Checkpoint Management¶
Checkpoints allow you to save and resume training. FENN provides a unified checkpoint system across all trainers using the Checkpoint configuration object.
Overview¶
Checkpointing saves: - Model weights - Optimizer state - Training state (epoch, losses, metrics) - Best model information
This allows you to: - Resume training from a saved point - Save the best model during training - Recover from interruptions - Compare models from different epochs
Creating a Checkpoint Configuration¶
The Checkpoint class defines how checkpoints are managed:
from fenn.nn.utils import Checkpoint
from pathlib import Path
# Periodic checkpointing (every N epochs)

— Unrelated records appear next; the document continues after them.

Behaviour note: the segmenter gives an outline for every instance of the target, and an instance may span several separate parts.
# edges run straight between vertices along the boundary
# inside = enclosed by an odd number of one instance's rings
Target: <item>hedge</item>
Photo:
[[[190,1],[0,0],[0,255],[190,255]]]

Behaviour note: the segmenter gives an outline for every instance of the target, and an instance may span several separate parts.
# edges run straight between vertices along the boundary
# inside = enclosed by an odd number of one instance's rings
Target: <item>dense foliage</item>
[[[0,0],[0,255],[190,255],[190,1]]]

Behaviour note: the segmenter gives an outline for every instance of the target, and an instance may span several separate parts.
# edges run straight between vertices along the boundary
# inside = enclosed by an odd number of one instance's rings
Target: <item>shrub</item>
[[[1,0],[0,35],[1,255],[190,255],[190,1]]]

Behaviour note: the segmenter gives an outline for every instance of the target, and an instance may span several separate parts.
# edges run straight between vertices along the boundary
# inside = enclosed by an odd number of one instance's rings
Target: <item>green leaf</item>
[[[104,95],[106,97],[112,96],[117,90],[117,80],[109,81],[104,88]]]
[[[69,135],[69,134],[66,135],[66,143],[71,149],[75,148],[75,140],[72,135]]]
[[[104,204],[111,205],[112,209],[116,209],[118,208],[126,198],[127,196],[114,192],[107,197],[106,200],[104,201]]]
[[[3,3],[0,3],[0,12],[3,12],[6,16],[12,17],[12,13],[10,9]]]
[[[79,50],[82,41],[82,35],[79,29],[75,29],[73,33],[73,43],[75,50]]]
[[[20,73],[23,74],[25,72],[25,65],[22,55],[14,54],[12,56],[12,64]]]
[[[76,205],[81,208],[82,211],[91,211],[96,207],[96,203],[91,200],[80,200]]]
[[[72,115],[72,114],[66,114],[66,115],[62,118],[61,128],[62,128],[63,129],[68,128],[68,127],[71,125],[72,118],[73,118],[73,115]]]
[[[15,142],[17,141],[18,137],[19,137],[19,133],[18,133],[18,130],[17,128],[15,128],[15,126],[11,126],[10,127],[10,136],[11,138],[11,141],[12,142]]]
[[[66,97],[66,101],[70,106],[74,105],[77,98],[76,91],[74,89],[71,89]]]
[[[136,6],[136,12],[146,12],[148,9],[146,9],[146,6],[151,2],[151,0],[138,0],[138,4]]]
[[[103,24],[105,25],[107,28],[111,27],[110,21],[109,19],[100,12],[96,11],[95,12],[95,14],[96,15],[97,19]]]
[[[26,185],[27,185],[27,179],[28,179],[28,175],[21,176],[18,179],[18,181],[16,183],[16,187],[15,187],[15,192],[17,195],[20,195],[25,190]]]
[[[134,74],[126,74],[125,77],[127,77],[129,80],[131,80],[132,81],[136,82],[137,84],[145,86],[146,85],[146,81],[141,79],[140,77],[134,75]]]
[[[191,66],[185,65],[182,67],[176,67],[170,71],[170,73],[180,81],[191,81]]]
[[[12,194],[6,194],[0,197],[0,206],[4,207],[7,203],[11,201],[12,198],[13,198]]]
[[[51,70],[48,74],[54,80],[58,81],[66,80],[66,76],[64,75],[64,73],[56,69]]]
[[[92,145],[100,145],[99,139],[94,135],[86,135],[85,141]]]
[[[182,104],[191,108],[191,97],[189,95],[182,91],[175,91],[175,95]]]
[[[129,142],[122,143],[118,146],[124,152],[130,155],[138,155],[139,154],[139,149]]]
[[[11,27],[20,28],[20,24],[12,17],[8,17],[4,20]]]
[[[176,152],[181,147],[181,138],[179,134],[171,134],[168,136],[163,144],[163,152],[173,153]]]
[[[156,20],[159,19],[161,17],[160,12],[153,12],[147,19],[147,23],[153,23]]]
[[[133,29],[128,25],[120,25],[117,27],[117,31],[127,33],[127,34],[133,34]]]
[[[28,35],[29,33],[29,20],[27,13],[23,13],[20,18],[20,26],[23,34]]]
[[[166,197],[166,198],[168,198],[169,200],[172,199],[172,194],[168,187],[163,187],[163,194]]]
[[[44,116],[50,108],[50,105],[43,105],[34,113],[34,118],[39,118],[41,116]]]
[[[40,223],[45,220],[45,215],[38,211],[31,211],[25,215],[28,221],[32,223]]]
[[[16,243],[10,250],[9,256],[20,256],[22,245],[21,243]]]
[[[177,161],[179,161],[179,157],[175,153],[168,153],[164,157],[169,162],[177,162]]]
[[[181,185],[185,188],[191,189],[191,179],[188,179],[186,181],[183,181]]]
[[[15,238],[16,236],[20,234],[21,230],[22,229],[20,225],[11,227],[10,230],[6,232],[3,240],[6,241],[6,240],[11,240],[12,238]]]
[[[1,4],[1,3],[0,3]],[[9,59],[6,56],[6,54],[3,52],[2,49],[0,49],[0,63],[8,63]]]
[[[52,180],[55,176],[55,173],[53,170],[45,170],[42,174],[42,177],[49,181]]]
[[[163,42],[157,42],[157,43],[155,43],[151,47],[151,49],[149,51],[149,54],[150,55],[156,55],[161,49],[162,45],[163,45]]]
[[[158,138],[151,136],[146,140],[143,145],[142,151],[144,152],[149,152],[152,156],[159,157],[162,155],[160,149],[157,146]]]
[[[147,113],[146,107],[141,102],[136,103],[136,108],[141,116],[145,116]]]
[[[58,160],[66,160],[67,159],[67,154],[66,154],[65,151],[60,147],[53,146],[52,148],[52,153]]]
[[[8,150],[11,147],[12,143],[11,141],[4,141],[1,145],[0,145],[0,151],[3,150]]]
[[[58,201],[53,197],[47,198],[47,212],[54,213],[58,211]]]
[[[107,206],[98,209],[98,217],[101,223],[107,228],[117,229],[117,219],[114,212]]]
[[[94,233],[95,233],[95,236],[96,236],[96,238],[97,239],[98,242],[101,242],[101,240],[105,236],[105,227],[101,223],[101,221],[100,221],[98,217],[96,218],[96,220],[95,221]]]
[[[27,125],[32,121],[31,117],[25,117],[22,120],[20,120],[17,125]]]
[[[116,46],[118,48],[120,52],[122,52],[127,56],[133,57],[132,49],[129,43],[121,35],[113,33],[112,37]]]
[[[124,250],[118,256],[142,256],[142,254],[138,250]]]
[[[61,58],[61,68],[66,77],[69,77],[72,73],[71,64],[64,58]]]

checkpoint_config = Checkpoint(
directory=Path("checkpoints"),
epochs=10, # Save every 10 epochs
)
# Save at specific epochs
checkpoint_config = Checkpoint(
directory=Path("checkpoints"),
epochs=[10, 25, 50, 75],
)
# Always save best model
checkpoint_config = Checkpoint(
directory=Path("checkpoints"),
save_best=True,
)
# Combined: save every 10 epochs AND best model
checkpoint_config = Checkpoint(
directory=Path("checkpoints"),
epochs=10,
save_best=True,
)
Parameters¶
| Parameter | Type | Description | Default |
|---|---|---|---|
directory |
Path/str | Directory to save checkpoints | Required |
epochs |
int/list | Checkpoint saving strategy | Required |
save_best |
bool | Save best model (lowest validation loss) | False |
epochs Parameter¶
- int (N): Save every N epochs
- list: Save at specific epoch numbers (e.g.,
[10, 25, 50, 75]) - Single value: Combined with
save_bestto enable both strategies
Using Checkpoint Configuration¶
Pass the checkpoint config when creating a trainer:
from fenn.nn.trainers import ClassificationTrainer
from fenn.nn.utils import Checkpoint
from pathlib import Path
checkpoint_config = Checkpoint(
directory=Path("./checkpoints"),
epochs=10,
save_best=True,
)
trainer = ClassificationTrainer(
model=model,
loss_fn=loss_fn,
optim=optimizer,
num_classes=10,
checkpoint_config=checkpoint_config
)
trainer.fit(train_loader, epochs=100, val_loader=val_loader)
Loading Checkpoints¶
1. Load a Specific Checkpoint Path¶
trainer.load_checkpoint("checkpoints/checkpoint_epoch_50.pt")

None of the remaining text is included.